We planned on heading back to the same stand that afternoon. Now Walter has a lot more patience than I do so he lagged behind me about 100 yards or so filming as I nonchalantly walked toward the stand. As I got up over this small hill I thought to myself that I'd better start looking for what's up ahead just in case. The first thing I noticed was some tumbleweed moving in the wind. I threw my glasses up and realized that the tumbleweed was in fact the buck we'd chased earlier in the day.

At first, I wasn't sure if the buck saw me and that was why he was running. I found out quickly though that he was chasing a doe through the high grass. She was playing cat-and-mouse with him as I motioned to Walter to pick up the pace. The first wave to him was like a 'Come on up here,' and Walter started walking to me. The second wave to Walter was more like 'Come on now, get it in gear, there he is!' and that kicked Walter into running mode. Walter finally got up to me and started filming.
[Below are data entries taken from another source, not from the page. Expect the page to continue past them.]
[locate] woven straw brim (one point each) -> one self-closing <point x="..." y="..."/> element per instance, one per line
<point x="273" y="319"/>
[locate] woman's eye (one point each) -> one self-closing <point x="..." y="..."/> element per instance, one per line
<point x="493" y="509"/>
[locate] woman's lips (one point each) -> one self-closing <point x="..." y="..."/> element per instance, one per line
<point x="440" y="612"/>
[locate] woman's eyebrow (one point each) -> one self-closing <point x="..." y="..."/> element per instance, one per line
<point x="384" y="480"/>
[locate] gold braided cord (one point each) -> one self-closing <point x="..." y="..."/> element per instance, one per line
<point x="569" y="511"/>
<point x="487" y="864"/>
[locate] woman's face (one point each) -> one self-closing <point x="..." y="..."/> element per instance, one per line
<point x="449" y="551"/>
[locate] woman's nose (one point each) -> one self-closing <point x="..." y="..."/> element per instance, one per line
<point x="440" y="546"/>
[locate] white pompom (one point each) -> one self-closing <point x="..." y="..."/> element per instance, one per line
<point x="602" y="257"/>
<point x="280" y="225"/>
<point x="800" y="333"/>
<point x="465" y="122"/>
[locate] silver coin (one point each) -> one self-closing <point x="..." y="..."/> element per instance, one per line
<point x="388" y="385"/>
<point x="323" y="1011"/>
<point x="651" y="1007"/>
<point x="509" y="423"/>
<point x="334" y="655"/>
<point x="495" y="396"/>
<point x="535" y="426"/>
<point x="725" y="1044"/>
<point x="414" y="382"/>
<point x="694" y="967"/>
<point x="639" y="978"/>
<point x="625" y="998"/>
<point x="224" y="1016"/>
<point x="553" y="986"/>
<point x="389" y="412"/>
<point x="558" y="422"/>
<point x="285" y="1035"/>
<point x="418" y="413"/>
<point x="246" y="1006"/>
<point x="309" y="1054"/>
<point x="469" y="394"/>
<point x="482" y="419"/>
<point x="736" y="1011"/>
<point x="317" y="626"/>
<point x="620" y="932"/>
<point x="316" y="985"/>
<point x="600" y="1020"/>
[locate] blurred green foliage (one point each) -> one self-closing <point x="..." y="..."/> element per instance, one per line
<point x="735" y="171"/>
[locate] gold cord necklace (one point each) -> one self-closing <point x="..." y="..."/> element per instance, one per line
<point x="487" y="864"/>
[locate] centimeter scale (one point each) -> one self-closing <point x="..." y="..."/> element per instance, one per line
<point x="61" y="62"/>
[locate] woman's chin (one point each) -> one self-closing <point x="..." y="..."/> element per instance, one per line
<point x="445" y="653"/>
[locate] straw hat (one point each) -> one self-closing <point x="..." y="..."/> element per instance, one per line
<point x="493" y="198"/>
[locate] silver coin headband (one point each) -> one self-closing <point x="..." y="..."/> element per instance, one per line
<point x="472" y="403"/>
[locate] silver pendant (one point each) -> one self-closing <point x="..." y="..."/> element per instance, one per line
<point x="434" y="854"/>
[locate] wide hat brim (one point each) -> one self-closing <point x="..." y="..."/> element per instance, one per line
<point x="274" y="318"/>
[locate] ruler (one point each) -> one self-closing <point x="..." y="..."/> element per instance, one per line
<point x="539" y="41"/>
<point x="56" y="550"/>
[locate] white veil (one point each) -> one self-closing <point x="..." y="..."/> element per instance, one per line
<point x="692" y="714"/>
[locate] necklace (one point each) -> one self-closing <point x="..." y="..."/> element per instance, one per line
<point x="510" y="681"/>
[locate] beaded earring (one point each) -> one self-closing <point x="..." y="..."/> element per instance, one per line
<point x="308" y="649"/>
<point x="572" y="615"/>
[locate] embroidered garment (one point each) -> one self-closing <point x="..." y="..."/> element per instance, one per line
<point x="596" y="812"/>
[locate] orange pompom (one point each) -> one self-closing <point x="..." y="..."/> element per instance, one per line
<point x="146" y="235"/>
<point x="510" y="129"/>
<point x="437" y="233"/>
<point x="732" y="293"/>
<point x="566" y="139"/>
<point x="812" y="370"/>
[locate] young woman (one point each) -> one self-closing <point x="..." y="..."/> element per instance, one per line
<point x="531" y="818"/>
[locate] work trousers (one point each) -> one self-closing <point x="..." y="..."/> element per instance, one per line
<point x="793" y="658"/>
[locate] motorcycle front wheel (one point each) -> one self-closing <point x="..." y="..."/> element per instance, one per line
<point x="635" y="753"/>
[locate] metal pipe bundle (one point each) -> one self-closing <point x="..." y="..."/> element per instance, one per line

I didn't think I was going to get a shot at him, especially with the high grass and all. Walter and I debated whether or not I should risk crawling over and into the shooting house to get some height in order to shoot over all the weeds. We decided to stay put for the moment and eventually the buck made his way into a small opening in the CRP where somebody had driven a truck through and matted down the grass. When the buck got into the tiny clearing I shot him. The shot was maybe 100 yards. The deer instantly bolted in his low-to-the-ground death run. I could see that he was hit. I bolted the gun and shot again.

The deer went about 20 yards or so, piled up and disappeared into the weeds. He sure was a pretty typical 10-point buck with a three-inch kicker coming off of his base. The deer scored 187 1/8 inches.

A biologist friend out there used to hunt the property where I killed this buck. He told me back in town that he watched this very deer grow up. He also told me that I killed 'the little one.' He said it with a grin but I knew he wasn't kidding. I told him that never in my life would I pass up a buck like this one.